# Power of acetylene



## muleman RIP

http://coloradok5.com/forums/showthread.php?t=291529


----------



## Cowboy

DAYUM !!! He was one lucky SOB . I gota admit I never would have thought about the electric windows setting it off , allthough I have heard of static electricity doing the same thing.


----------



## FrancSevin

And I thought acetelene was only good for sexualy exciting pineapples.


----------



## taurus66

Looks like the gas had settled inside the side panels, hence why the skin is all blown off.. Must have been an interesting few seconds... Lucky mind .. very lucky.


----------



## tommu56

"I lost all hearing out of my right ear and got a scratch on the back of my head. all things considering, I'm alive."

HE didn't mention him messing his pants in the process.

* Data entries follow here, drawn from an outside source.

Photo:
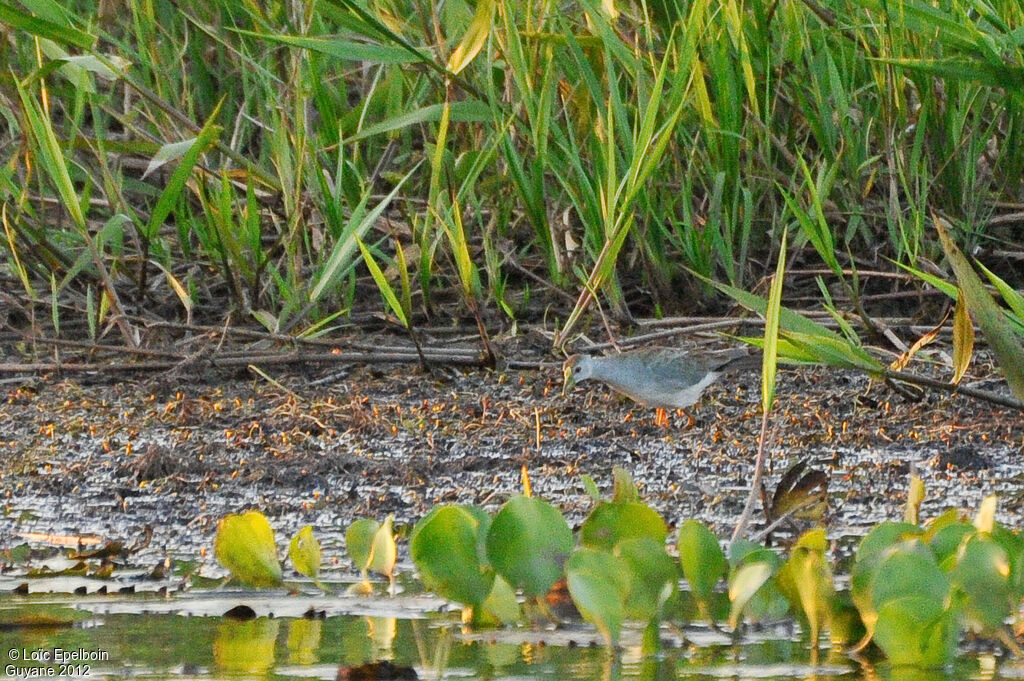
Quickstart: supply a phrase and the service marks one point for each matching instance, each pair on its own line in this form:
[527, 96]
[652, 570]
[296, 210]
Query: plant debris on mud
[317, 445]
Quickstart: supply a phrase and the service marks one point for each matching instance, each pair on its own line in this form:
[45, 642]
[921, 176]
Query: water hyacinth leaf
[870, 552]
[963, 339]
[528, 543]
[359, 542]
[982, 575]
[701, 558]
[1013, 545]
[383, 552]
[909, 606]
[443, 547]
[807, 581]
[652, 569]
[611, 522]
[945, 543]
[743, 584]
[908, 567]
[1006, 345]
[915, 631]
[914, 495]
[599, 584]
[502, 603]
[304, 551]
[245, 545]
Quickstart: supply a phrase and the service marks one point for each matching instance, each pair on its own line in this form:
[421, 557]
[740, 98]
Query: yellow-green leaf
[384, 552]
[305, 552]
[914, 495]
[995, 328]
[963, 339]
[245, 546]
[476, 36]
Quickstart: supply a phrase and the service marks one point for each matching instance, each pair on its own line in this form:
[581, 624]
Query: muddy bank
[120, 459]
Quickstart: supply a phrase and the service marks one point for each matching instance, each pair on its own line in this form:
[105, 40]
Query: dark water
[183, 636]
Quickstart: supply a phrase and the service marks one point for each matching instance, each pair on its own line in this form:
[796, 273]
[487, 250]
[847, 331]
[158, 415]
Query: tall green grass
[507, 149]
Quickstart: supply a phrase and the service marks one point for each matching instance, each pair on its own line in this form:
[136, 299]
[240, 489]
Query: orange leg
[690, 421]
[660, 418]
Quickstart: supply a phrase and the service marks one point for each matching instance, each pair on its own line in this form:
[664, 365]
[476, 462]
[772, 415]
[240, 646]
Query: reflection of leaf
[246, 647]
[963, 339]
[996, 330]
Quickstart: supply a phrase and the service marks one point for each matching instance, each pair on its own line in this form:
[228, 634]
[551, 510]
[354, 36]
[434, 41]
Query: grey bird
[664, 378]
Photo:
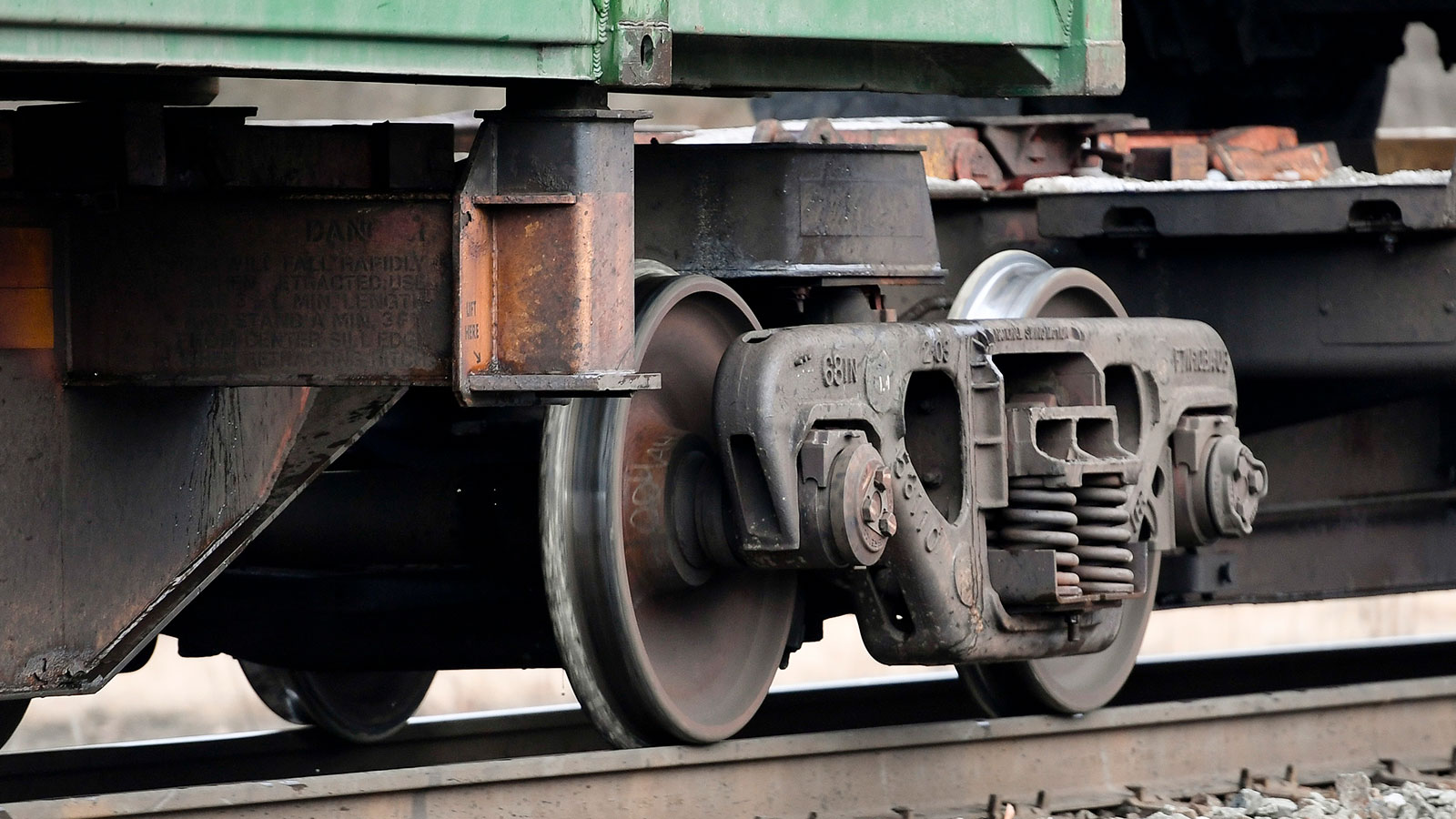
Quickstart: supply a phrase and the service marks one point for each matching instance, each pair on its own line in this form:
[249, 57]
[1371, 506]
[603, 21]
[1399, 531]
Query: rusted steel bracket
[545, 229]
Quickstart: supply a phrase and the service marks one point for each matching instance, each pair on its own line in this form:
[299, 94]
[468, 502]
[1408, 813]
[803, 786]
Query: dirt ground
[179, 697]
[186, 697]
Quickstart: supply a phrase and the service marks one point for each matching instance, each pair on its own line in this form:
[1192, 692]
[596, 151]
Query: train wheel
[11, 714]
[351, 705]
[662, 642]
[1018, 285]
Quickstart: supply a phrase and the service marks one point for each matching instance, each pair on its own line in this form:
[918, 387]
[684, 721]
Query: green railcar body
[967, 47]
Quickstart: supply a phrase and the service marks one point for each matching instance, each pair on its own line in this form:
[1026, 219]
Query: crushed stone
[1351, 796]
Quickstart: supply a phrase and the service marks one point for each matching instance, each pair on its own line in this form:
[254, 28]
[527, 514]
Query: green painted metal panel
[968, 47]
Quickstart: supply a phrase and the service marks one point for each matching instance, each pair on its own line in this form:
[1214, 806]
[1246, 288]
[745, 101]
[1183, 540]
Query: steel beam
[983, 47]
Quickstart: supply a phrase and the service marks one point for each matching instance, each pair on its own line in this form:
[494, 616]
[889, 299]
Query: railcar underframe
[339, 399]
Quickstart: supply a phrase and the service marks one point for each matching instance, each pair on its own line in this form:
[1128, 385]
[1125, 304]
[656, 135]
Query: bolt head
[888, 525]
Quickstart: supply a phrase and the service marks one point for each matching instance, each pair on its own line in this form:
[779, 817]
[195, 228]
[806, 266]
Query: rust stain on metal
[26, 296]
[1266, 152]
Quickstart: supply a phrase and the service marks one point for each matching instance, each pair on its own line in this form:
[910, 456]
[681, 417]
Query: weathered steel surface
[990, 47]
[948, 768]
[785, 210]
[137, 497]
[262, 290]
[116, 494]
[545, 252]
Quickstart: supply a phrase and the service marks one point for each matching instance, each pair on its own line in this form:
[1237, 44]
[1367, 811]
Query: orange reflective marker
[26, 296]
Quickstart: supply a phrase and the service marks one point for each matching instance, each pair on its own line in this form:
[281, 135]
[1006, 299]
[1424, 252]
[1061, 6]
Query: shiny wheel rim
[1016, 285]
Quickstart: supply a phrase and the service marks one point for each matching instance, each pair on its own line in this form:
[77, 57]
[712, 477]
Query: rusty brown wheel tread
[1016, 285]
[654, 662]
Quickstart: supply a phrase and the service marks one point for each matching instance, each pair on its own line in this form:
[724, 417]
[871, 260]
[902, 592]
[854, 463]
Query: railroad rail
[887, 749]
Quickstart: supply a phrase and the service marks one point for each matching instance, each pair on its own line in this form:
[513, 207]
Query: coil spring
[1088, 528]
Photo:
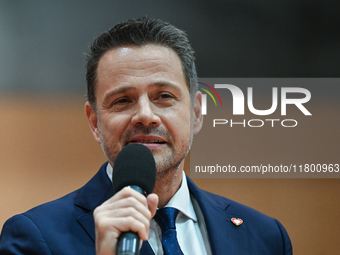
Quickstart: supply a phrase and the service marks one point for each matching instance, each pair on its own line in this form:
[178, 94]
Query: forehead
[139, 65]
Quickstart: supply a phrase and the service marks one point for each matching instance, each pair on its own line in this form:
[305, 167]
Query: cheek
[178, 123]
[114, 124]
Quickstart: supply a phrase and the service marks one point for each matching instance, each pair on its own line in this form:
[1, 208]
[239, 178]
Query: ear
[198, 117]
[93, 121]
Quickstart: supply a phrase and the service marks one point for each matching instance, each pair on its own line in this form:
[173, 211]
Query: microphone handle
[128, 242]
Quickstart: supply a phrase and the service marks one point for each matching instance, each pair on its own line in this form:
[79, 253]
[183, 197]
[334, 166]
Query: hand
[127, 210]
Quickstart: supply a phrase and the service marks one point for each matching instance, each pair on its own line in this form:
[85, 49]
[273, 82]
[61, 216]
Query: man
[140, 90]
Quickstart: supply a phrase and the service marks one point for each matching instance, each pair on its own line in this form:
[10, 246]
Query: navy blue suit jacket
[66, 225]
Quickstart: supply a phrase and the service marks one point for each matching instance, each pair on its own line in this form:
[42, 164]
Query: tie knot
[166, 218]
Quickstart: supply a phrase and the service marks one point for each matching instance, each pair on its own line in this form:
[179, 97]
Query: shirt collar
[181, 200]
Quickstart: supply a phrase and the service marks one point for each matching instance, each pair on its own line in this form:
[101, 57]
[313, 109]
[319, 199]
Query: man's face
[142, 97]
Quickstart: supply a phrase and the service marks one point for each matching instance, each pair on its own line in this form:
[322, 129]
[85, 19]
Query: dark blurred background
[46, 149]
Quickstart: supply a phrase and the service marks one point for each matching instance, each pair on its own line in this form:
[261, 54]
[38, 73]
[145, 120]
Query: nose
[145, 114]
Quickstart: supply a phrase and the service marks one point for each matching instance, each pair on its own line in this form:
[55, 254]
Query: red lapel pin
[237, 222]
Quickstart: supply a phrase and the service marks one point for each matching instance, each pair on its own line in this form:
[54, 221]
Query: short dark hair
[139, 32]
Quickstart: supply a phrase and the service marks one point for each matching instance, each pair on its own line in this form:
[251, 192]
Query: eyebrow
[127, 88]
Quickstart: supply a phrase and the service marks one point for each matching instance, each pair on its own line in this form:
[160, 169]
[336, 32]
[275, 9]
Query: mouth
[148, 141]
[152, 142]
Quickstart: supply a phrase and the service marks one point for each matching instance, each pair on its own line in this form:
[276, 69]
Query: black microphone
[135, 167]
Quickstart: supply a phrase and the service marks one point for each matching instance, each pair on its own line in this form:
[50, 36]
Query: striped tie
[166, 218]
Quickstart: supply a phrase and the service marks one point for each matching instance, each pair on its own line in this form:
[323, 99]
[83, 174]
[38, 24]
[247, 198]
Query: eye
[123, 100]
[165, 95]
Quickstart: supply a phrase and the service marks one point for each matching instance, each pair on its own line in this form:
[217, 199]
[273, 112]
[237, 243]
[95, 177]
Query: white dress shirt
[190, 225]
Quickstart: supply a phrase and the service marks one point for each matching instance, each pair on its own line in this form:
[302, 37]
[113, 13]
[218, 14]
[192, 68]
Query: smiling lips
[150, 142]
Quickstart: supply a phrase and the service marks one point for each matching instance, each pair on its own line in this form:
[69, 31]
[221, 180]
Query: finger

just think if it was in the grange and the light switch in there lit it off!!!


----------



## Snowtrac Nome

2 things come to mind why was he carring acetyline bottles in an enclosed vehicle and why was it laying on its side you have to look at the expansion rate of liquified gasses if a pressure vent pops aoff a drop of liquid thats enough to blow up a car as a gas that is why the bottles are all stored up right lpg users are the biggest ofenders throw the bottles in a suv or pu and drive off not thinking evrybody worrys about the gas they should worry about liquid that is where the real danger is at an example is lp expands 270 : 1 going from a liquid to a gas i gallon of gas =270 gallons of gas that's a big bang


----------



## rugerman

Don't think that will buff out, duct tape maybe. Lucky to be alive.


----------



## snowstorm

Quick, here is another chance to pass a pile of laws, employee new gov inspectors, and add special taxes all in the name of trying to save stupid people from themselves.


----------